Gosfield is a regular curator at the Stone, John Zorn's new music venue at the New School. In July, 2018 Steve Smith wrote "The common thread binding the freewheeling improvisational groups and innovative, eclectic chamber works she’ll present in this Stone series is her uncommonly nuanced discernment of noise as both a doorway to visceral catharsis and an allusive tool to evoke other places and times." The New Yorker, July 30, 2018. In August, 2010, Gosfield curated a month at The Stone, presenting a performances by some of New York’s best interpreters of new music, with over 20 premieres and unanimously good notices at the East Village performance space. In May, 2014, she presented a varied week of her own music, including premieres, chamber music, improvisations, and performances by her own band.

The New York Times published several of Gosfield’s articles on composition in “The Score”, a series on music featured in their Opinionator section. An article by Gosfield on the creative process titled “Fiddling With Sputnik” was published in the book Arcana II, edited by John Zorn. Her work has been profiled on National Public Radio, and in articles in MusikTexte, The New York Times, The Wire, Contemporary Music Review, Avant Magazine, Strings Magazine, as well as the book Music and the Creative Spirit. Prominent musicologist Sabine Feisst has published and presented several papers on Gosfield’s work, including Musik – Stadt: Traditionen und Perspektiven urbaner Musikkulturen, (Leipzig: Gudrun Schröder Verlag, 2012), and published her research on Gosfield in MusikTexte. In 2013 a conference on Gosfield’s work was held in Graz, Austria.

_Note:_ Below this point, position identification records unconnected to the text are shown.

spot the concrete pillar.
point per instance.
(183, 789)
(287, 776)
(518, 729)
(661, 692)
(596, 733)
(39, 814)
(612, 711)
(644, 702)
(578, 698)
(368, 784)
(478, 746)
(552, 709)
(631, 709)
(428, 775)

Gosfield developed new music for orchestra during a residency with the Chautauqua Symphony Orchestra sponsored by the League of American Orchestras, and has received fellowships from the Academy of Arts and Letters (2021), the Guggenheim Foundation (2017), the American Academy in Berlin (2012), the American Academy in Rome (2015), the Foundation for Contemporary Arts, the McKnight Foundation, New York Foundation for the Arts, Civitella Ranieri, and the Siemens Foundation. She has received grants and awards from the MAP Fund, NYSCA, NewMusicUSA, the League of American Orchestras/Music Alive!, the NEA, Meet the Composer, the Argosy Foundation, the American Composers Forum, the Mary Flagler Cary Charitable Trust, The Rockefeller Foundation, the Jerome Foundation, the American Music Center, and U.S. Artists at International Festivals, among others.

Annie was a visiting lecturer, teaching composition at Columbia University from 2018-2021, was a visiting lecturer at Princeton in 2007, and held the Darius Milhaud Chair of Composition at Mills College in 2003 and 2005. In 2019 she was a visiting professor of composition at UT Austin, and in 2022 she taught at the University of Indiana. She was a visiting artist at Cal Arts in 1999, and guest composer at the Eastman School. Gosfield is on the advisory council of the Civitella Ranieri Foundation, an artists’ residency program based in Umbria.